Il y avait bien longtemps que les agents de l’hôpital des enfants n’avaient pas exprimé leur colère. Des longs mois de sous effectifs, d’arrêt maladie et maternités non remplacés, d’épuisements des professionnels et de mise en place d’un management particulièrement agressif ont fait déborder le vase.Sur l’inspiration de l’Hôpital pédiatrique de Bordeaux, la CGT et les agents (AS, AP,ASH, IDE, PUER) de HE se sont lancé dans l’aventure des «pique-niques de la colère» pour «rendre visible la souffrance invisible». Cette souffrance est physique, due aux changements d’horaires intempestifs, aux jours de repos non pris, aux heures supplémentaires et à la surcharge de travail pour compenser les absences. Mais elle est aussi morale, le sentiment de ne pas pouvoir bien faire notre travail, pas « dans les règles de l’art », de risquer de commettre des erreurs, de ne pas être écouté et reconnu par la hiérarchie. Et surtout de ne pas accorder le temps et l’énergie nécessaire pour le don de soi(n) si important en pédiatrie et dans la Santé en général.
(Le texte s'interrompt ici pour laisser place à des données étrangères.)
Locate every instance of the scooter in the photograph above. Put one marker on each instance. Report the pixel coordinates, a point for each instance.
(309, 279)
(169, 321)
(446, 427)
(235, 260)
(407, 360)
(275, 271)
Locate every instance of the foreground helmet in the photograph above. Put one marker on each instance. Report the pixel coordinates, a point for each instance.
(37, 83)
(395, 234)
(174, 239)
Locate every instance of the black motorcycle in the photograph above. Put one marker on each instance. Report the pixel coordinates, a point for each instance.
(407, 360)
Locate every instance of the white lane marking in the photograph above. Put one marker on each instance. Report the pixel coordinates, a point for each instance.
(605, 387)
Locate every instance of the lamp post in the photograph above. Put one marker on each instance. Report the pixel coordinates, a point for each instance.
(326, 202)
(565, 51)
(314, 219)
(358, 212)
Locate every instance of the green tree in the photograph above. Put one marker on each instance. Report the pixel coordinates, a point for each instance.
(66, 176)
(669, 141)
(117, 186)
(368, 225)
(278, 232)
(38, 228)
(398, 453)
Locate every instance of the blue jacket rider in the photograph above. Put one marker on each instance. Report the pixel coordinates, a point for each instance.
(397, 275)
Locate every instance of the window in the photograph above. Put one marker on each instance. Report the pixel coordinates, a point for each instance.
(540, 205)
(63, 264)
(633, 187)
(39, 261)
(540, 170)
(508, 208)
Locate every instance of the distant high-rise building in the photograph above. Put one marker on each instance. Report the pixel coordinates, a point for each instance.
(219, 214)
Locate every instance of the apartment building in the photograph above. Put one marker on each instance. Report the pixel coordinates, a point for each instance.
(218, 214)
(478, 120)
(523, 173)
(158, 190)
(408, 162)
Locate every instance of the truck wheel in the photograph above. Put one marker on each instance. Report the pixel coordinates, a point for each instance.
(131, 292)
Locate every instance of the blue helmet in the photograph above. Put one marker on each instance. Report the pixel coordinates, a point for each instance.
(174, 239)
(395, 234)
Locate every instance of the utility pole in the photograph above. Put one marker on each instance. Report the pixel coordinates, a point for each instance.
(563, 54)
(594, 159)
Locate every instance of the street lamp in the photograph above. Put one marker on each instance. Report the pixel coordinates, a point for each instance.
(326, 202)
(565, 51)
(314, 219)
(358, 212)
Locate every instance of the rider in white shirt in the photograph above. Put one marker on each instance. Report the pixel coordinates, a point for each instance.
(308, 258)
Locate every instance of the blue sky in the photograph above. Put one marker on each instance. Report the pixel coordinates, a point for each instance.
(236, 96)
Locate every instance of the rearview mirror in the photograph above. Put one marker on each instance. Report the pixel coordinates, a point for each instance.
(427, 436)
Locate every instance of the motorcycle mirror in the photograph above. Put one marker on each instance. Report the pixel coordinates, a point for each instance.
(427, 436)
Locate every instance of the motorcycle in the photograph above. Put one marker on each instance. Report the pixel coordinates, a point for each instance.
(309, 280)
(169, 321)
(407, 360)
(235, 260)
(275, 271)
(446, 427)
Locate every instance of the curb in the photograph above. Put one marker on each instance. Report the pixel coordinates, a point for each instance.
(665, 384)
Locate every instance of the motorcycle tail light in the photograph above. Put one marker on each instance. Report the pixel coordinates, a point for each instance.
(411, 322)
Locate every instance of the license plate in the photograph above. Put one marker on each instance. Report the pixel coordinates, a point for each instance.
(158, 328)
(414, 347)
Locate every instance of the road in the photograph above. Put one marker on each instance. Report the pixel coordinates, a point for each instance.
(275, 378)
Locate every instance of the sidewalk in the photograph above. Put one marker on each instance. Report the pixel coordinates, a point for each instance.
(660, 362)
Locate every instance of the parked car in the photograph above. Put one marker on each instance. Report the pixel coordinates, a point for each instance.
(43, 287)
Les travaux du CHSCT sur des services comme la réanimation, l’hématologie ou le bloc opératoire, ont permis de mettre des chiffres, du concret, sur le mal être au travail et nous avons évalué à 60 ETP, le déficit du pool de remplacement, tous agents confondus dans tout le bâtiment de HE. Quatre pique-niques très conviviaux rejoints par des médecins et bien relayé par la presse nous ont permis d’obtenir un rendez vous avec le Directeur Général.
Pour calmer le feu, le DG a réorganisé le financement de la chirurgie cardiaque pour libérer plus de budget et embaucher 10 ETP de plus que le plan hivernal (20 ETP chaque année), et s’engage à remplacer un arrêt maternité sur 2 à partir de janvier. La mobilisation a payé, cela fait un peu d’oxygène mais les dysfonctionnements persistent et les budgets pris vont manquer ailleurs. La leçon est que tous les services doivent demander des effectifs en même temps pour ne plus déshabiller Paul pour habiller Jacques et obliger l’ARS à donner des rallonges budgétaires comme à l’Hôpital Marchant (423.000 euros obtenus grâce à leur mobilisation sous la tente), c’est le sens de l’«appel des pique-niques de la colère» lancé pour aider à enclencher le mouvement.